Google Code Search for Public Source Code
Over the course of the evening Google Code Search went live as a search engine which has the purpose of finding pieces of public source code. Housed in Google Labs, Google Code Search my be the geekiest offering yet by Google as its foundation for searching and the serving of results is programming syntax.
Philipp Lenssen has a great write up about Google Code Search at Google Blogoscoped:
Google Code search has syntax unlike other Google searches. Normally Google acts fuzzy in that it ignores special characters. Google Code search is more precise (and naturally, it has a target group of people who are used to handling advanced precise syntax). A search for “hello, world” will return only matches with this exact string (including the comma and space). In fact, you have the full power of searching using regular expressions; search for ^hello and you’ll only get instances of “hello” that appear at the beginning of a line.
For starters, you can decide to search for swear words… which frustrated programmers tend to leave in the comments of their source code.

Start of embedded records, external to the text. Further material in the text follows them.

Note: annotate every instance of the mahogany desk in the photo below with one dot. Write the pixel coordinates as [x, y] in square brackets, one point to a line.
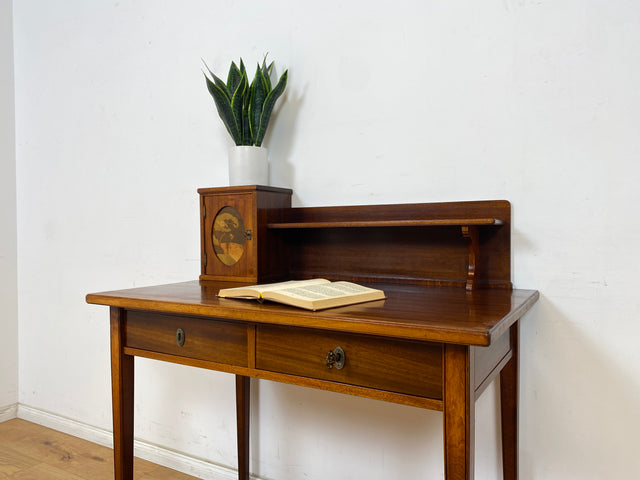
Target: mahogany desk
[434, 343]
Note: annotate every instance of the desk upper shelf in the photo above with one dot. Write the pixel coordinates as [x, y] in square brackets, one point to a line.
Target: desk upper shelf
[391, 223]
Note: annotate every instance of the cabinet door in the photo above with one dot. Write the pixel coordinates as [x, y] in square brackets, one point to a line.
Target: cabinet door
[228, 237]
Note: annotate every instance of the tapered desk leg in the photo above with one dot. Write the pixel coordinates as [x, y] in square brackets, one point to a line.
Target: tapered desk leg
[459, 407]
[243, 397]
[122, 399]
[509, 409]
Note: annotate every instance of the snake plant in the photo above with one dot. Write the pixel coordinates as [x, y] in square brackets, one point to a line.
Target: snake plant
[245, 109]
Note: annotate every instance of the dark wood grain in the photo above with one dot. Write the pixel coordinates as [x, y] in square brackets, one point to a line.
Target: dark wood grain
[448, 326]
[122, 379]
[243, 402]
[264, 257]
[509, 379]
[205, 339]
[448, 315]
[459, 413]
[413, 368]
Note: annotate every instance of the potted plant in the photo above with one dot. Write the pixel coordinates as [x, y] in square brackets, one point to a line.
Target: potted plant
[245, 109]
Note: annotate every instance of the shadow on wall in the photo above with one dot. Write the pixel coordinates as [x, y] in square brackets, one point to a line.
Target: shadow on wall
[582, 414]
[299, 432]
[280, 144]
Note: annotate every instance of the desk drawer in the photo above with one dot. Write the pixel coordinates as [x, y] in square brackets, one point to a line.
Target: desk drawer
[204, 339]
[413, 368]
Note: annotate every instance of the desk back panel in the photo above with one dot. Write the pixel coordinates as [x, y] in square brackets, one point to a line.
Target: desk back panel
[370, 243]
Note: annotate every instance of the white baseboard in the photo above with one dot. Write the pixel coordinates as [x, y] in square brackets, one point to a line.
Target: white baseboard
[9, 412]
[147, 451]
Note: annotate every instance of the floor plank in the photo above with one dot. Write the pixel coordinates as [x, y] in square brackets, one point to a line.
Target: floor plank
[29, 451]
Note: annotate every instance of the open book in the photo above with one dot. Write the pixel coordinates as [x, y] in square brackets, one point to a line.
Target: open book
[315, 294]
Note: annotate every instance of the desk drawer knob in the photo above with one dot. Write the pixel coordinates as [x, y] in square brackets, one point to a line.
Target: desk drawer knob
[180, 337]
[336, 358]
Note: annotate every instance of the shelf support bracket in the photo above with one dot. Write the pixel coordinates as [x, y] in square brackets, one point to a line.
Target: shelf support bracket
[471, 233]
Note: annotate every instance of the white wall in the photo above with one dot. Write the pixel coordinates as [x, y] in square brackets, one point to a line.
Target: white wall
[8, 225]
[406, 101]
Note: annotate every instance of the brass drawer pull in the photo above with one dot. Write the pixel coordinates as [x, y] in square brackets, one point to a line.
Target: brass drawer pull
[180, 337]
[336, 358]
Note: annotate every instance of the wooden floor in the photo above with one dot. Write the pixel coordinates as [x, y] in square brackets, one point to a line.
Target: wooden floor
[31, 452]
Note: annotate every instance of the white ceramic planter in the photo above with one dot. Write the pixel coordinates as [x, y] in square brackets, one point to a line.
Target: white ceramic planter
[248, 166]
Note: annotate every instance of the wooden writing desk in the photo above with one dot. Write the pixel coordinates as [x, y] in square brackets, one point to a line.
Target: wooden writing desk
[448, 327]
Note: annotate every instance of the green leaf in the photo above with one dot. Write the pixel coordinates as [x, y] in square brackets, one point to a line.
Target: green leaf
[218, 82]
[258, 95]
[269, 103]
[234, 77]
[223, 105]
[237, 103]
[266, 72]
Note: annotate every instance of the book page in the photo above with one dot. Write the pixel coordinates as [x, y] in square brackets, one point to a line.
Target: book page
[322, 291]
[256, 291]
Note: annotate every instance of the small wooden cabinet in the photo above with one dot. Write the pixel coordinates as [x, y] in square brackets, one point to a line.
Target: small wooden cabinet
[235, 242]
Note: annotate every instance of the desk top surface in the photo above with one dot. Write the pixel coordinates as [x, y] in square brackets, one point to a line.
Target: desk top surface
[439, 314]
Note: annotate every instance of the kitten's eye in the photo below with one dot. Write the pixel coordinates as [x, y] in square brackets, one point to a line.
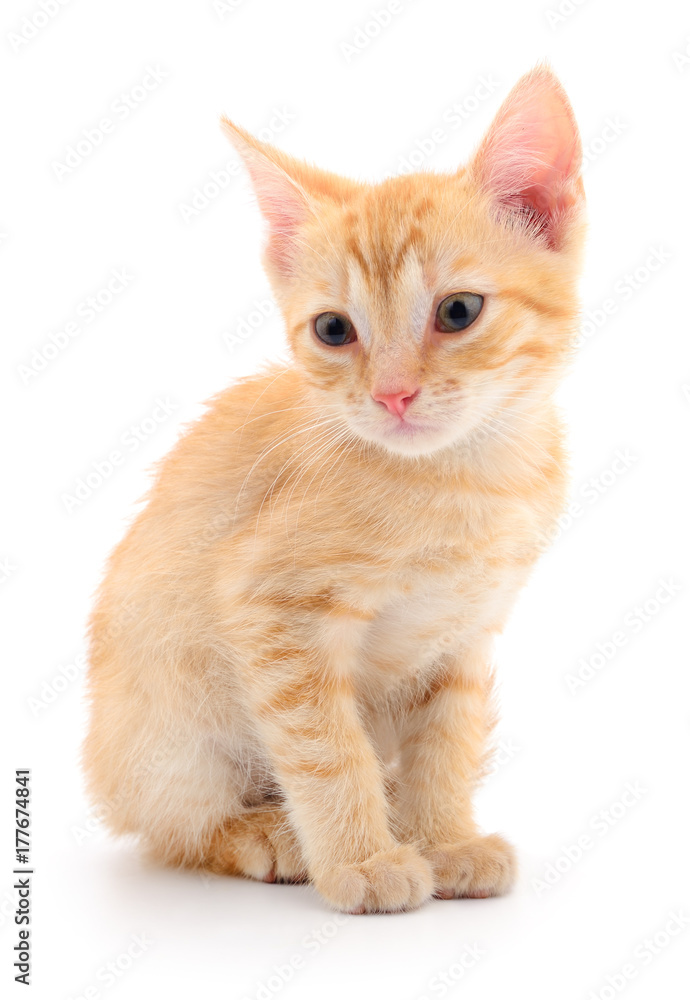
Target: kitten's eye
[458, 311]
[334, 329]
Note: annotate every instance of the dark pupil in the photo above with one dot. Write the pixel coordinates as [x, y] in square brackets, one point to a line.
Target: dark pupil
[336, 328]
[457, 310]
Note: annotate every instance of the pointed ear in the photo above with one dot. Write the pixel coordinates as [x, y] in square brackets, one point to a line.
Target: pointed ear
[284, 204]
[529, 161]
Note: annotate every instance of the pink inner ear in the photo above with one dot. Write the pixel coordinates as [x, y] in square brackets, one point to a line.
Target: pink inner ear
[530, 158]
[283, 206]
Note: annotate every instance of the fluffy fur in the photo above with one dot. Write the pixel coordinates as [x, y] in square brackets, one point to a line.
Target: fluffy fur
[290, 669]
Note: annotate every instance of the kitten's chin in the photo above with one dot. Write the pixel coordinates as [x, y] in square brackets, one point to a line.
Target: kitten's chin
[408, 439]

There’s “Sucks” with 166,000 matches (like “DOS I/O *still* sucks”) or “I hate” with 13,400 results (including “Have I mentioned how much I hate DTDs?” or “i hate using globals!”). Search for the F-word, and you’ll get a couple of down-to-earth comments (like “as usual, IE is f*cked up”).
Another syntax specific to Google code search is the “lang” operator. Search for “lang:c” and you’ll only get snippets written in C. (This one seems to miss a couple of languages unfortunately.)